The next step is her gleaming mouth, face drenched, vision blurring. She saw her mother scarce before she left to commune with the Erdtree. She can’t move but opens her mouth, to the cleaving of an opening, from the fear, and the anxiety, enough to drive a man to yellow madness, but she does not stop, and her mother does not move, is as still and hollow as the tree of her power. A full throne for an empty God. 

Syrup and sticky sweet like the sap of the tree itself. This is an act of giving with no warmth to it. The gleam of her shines against her mouth, on her tongue when she dips back to take a breath, face still wet with tears and detritus. But she can’t waste one drop.

Mother tore out her chest as a child to make room to bear the weight of the ring.

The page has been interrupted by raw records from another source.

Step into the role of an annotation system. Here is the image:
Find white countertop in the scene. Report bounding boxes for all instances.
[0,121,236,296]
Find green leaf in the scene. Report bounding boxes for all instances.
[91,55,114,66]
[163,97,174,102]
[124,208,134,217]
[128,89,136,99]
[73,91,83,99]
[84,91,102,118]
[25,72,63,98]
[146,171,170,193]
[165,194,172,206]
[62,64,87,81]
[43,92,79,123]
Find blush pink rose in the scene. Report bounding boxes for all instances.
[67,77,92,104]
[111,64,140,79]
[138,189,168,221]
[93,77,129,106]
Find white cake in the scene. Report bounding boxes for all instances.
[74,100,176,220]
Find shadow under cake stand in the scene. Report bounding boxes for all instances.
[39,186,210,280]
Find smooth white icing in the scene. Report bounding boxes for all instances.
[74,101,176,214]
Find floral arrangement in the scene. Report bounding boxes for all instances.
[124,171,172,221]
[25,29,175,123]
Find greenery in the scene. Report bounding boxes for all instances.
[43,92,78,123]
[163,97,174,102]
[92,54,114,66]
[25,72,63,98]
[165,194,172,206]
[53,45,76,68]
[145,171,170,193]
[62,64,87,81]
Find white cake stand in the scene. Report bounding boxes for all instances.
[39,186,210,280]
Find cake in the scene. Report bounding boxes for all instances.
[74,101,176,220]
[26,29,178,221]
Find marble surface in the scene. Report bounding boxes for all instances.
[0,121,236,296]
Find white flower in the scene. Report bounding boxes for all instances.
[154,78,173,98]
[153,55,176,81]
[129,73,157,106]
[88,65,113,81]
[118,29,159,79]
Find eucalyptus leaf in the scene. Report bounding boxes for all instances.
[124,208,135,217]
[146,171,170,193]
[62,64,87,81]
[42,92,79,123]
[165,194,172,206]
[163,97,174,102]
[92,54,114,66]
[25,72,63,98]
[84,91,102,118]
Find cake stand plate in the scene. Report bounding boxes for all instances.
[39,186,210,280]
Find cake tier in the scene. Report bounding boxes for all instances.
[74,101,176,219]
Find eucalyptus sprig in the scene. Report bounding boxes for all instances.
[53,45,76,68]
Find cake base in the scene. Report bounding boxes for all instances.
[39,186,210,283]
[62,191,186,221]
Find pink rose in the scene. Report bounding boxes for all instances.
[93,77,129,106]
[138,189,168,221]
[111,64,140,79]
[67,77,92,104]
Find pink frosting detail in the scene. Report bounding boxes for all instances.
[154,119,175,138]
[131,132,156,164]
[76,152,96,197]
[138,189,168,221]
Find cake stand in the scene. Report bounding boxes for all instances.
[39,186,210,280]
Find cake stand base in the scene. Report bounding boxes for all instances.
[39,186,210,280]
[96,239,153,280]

The absence hollows out more of her with every passing day.

Left to right to right to left to cyclical cycle to laurel crown and her grip tightens, like if she tries hard enough Mother will open her eyes and pour the molten gold from forges to fill the absence she left in her daughter with all of her might.

Out of the corner of her eyes she thinks she sees the sweep of gold, but of course it is only tears, because of course she had left her a long time ago. 

There’s some kind of mountain peak that she cannot reach. Her body darts off the earth, wracked with inanimate pleasure, a blaze of glory, but she cannot move, and her hands on her mother’s heels are slippery with sweat. To kill her mother is what she has to do but her hands tremble from the beginning. Deep down Miquella thinks this is something her mother must know. 

And what worse is a fate than the one they share? Her mother knows her plans. She does not move and Miquella mouths her name to herself like a prayer. Molten gold drips down her face, against blood, and sweat, and tears. Marika does not move against her. And what worse of a fate could there be? For a mother to know that she will always survive, and her daughter will not?